I spoke with Dan Cauchy, general manager of the Automotive Grade Linux project at the Linux Foundation, to learn more about this project.
An open-source software platform for cars
As Cauchy puts it, car companies realize they’ve fallen behind consumer electronics companies. Nowhere is that more obvious than in the dashboard experience. Compare an average car’s “navigation system”—often a touchscreen console—to a modern Android phone or iPhone. It’s slower, clunkier, and doesn’t have anywhere near the same app ecosystem. These in-car systems are often $1,000 or more, which actually makes them more expensive than the high-end smartphones they lag behind.
Google and Apple are tackling this with Android Auto and CarPlay. Both of these function the same way—the phone does all the work and powers the in-car display. But that doesn’t solve the problem for car companies, which still need an operating system for that in-car screen, even if they want to support Android Auto and CarPlay. They also need a solution for people who don’t want to plug a in phone. And car companies would prefer to provide their own experience, rather than completely abandon the user experience to Google and Apple.
But those in-car “infotainment” systems are just the starting point. Automotive Grade Linux will continue to expand to do more things.
AGL is designed to be a single platform for the automotive industry—similar to what Android did for the mobile industry, according to Cauchy. Like Android, the entire project is free, open-source software that anyone can download, right now.

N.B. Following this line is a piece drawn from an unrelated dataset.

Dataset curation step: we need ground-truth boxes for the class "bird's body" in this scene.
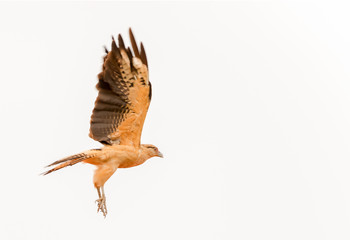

The open-source part is key. Rather than car manufacturers contracting out the software to a company that provides a little black box full of proprietary code that only works in a single car, they are building a software platform that can be added to and reused. This means there will be a common app ecosystem for application developers to target, too.
When can I get it?
Version two is targeted for July, with version three slated for CES 2017. Cauchy expects manufacturers to begin integrating version three into their cars, with the first Automotive Grade Linux systems appearing in 2018 model vehicles.